GUATEMALA - Amer café. La situation précaire des petits producteurs continue

Maite Garmendia

mardi 1er juillet 2003, par Dial

La crise du café (cf DIAL D 2626) continue de se faire sentir avec violence sur les petits producteurs dont beaucoup sont réduits à la misère et à la faim. C’est le cas, entre autres, de milliers de paysans au Guatemala. L’article ci-dessous évoque la situation concrète à laquelle certains sont acculés et les obstacles qu’ils rencontrent pour obtenir un soutien. Texte de Maite Garmendia, paru dans La Prensa libre (Guatemala) le 11 mai 2003.


La préparation quotidienne de la nourriture dans la propriété La Florida de Colomba Costa Cuca, occupée par 50 familles depuis octobre, n’est pas aisée, faute d’aliments.

Quand une personne lève sa tasse de café et la porte à ses lèvres, elle ne peut imaginer toutes les histoires qui se cachent derrière cette gorgée.

Situations vécues si amères qui, comme cette boisson, ne sont pas faciles à adoucir aujourd’hui.

Dans le monde du café, la situation ne s’améliore pas : conditions de travail précaire, exploitations abandonnées, faim. ‘‘Le Plan d’attention social relatif à la crise du café et aux conflits du travail’’, approuvé par le gouvernement en février dernier et reconnu comme urgent, en coordination avec la plateforme agraire, n’avance pas comme il le devrait. « Nous sommes dans une situation difficile. Chaque jour nous devons improviser, parce que rien n’est sûr. Nous ne savons pas si nous trouverons quelque chose à manger. Et il n’y a même pas de travail », raconte Pedro Ariel Garcia, paysan de Génova Costa Cuca, Quetzaltenango, père de 5 enfants et ouvrier occasionnel dans cette région.
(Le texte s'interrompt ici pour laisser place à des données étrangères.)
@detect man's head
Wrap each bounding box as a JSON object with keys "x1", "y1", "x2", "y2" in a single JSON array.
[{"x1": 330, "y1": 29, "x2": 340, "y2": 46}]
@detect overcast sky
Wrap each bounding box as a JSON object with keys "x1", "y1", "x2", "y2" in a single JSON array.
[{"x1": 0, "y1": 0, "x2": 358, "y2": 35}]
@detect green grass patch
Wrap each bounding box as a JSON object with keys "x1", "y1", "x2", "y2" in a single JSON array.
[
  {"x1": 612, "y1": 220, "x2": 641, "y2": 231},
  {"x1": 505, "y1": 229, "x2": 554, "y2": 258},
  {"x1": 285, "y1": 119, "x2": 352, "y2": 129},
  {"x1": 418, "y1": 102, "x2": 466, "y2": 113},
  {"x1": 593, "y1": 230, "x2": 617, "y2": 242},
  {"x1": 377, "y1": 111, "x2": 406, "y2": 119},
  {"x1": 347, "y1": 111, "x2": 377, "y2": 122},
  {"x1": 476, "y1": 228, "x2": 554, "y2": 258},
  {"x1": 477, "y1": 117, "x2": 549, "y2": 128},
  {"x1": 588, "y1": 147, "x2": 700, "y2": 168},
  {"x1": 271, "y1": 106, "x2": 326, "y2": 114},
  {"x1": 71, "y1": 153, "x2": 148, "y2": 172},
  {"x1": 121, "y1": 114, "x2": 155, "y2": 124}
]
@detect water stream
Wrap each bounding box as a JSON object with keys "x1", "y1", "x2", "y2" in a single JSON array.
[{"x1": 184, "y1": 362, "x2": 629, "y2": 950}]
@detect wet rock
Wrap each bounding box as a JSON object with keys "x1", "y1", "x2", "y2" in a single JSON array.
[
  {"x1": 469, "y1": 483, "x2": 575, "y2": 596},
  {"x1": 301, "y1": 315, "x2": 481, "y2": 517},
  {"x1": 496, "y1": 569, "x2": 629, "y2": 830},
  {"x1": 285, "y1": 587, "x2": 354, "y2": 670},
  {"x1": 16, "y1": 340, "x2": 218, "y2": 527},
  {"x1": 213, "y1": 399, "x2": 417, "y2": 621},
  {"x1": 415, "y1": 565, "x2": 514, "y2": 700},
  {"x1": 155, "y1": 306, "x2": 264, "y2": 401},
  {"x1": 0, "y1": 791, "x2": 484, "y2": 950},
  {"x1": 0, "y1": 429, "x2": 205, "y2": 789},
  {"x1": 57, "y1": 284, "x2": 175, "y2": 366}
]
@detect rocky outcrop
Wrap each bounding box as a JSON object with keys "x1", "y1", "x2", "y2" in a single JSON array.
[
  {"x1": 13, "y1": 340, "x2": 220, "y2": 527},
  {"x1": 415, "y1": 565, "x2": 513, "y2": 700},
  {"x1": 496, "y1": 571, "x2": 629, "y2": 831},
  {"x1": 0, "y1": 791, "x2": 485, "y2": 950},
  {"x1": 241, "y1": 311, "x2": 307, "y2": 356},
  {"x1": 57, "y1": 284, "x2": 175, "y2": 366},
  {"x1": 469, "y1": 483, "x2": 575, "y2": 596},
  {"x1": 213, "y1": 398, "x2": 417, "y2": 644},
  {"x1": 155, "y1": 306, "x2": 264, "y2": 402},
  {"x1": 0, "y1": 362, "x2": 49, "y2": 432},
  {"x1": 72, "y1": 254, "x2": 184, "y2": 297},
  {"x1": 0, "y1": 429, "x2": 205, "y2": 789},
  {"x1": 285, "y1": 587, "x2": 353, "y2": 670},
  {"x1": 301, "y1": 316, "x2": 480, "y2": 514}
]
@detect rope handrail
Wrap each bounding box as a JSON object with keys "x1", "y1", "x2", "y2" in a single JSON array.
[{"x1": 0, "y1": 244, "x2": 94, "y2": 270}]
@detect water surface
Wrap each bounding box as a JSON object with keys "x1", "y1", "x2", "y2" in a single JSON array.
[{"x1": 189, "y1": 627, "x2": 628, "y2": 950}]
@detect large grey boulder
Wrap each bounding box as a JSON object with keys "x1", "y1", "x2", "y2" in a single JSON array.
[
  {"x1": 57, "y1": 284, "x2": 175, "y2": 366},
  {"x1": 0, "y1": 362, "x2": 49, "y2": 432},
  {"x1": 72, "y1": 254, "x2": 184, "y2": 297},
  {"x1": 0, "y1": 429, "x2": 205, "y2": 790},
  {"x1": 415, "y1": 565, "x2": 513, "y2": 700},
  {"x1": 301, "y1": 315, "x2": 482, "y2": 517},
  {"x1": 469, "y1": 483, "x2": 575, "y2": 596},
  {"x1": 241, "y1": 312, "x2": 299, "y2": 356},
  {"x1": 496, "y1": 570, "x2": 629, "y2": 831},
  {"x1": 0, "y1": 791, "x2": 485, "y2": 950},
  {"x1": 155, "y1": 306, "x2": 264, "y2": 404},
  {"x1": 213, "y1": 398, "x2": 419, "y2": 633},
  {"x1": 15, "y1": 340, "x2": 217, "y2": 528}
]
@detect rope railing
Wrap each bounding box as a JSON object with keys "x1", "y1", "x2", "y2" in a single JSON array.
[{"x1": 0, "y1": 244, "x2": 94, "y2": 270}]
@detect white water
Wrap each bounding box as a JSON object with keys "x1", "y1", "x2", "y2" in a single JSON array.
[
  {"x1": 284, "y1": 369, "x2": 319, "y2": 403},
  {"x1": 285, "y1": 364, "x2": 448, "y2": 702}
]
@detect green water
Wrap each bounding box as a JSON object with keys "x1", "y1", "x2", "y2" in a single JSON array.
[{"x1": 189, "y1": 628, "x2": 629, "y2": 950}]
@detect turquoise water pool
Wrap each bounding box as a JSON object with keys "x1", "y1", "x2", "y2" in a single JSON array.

De ferme en ferme, les récits sont les mêmes. Les salaires en dessous du minimum légal, les journées de travail exténuantes et le manque de nourriture font partie du quotidien de ces petits agriculteurs.

En total abandon

Les chiffres parlent d’eux-mêmes. Dans la région de Colomba Costa Cuca, Quetzaltenango, existent 106 plantations de café. Durant les meilleures périodes, quelques 400 personnes travaillaient pour chacune d’entre elles.

Aujourd’hui il n’en est plus de même. 80 % de ces domaines sont abandonnés. Les mauvaises herbes recouvrent les plants qui fournissaient autrefois du café. Les ouvriers sont embauchés pour des durées limitées et avec des salaires qui ne dépassent pas souvent les 15 quetzals [1] par jour, explique Oscar Gómez, de la société civile de Colomba, Scideco.

Beaucoup de paysans de la région se trouvaient dans cette situation et ne l’ont pas supportée. Le 11 octobre de l’année passée, 50 familles sont venues occuper la propriété La Florida qui ne produisait plus de café depuis 5 ans.

Aujourd’hui ils espèrent que le gouvernement et la Bancafé, propriétaire du terrain qui leur permet d’y résider sans cultiver la terre, parviennent à un accord d’achat-vente en leur faveur.

La vie de la communauté

A la Florida, les activités commencent à 4 heures du matin pour les 2 hommes et la femme en charge, pour la journée, d’améliorer les maigres rations qu’ils trouveront.

Les enfants se lèvent un peu plus tard pour se rendre dans une petite école située au Paraíso, une propriété alentour. Au retour, ils s’ébattent et se divertissent en jouant avec les petits animaux qu’ils ont. Ce sont les plus grands qui trouvent les journées parfois interminables, parce qu’ils ne sortent pas de la propriété, afin d’éviter toute « trêve » dans leur revendication, mais aussi parce qu’ils n’ont pas grand chose pour leur remplir l’estomac.

Lorenzo Ajcá, 54 ans et ouvrier dans le café depuis plusieurs décennies, fait partie de ces familles qui vivent dans ces cabanes de bambous et plastique qu’ils ont eux-mêmes construites à La Florida.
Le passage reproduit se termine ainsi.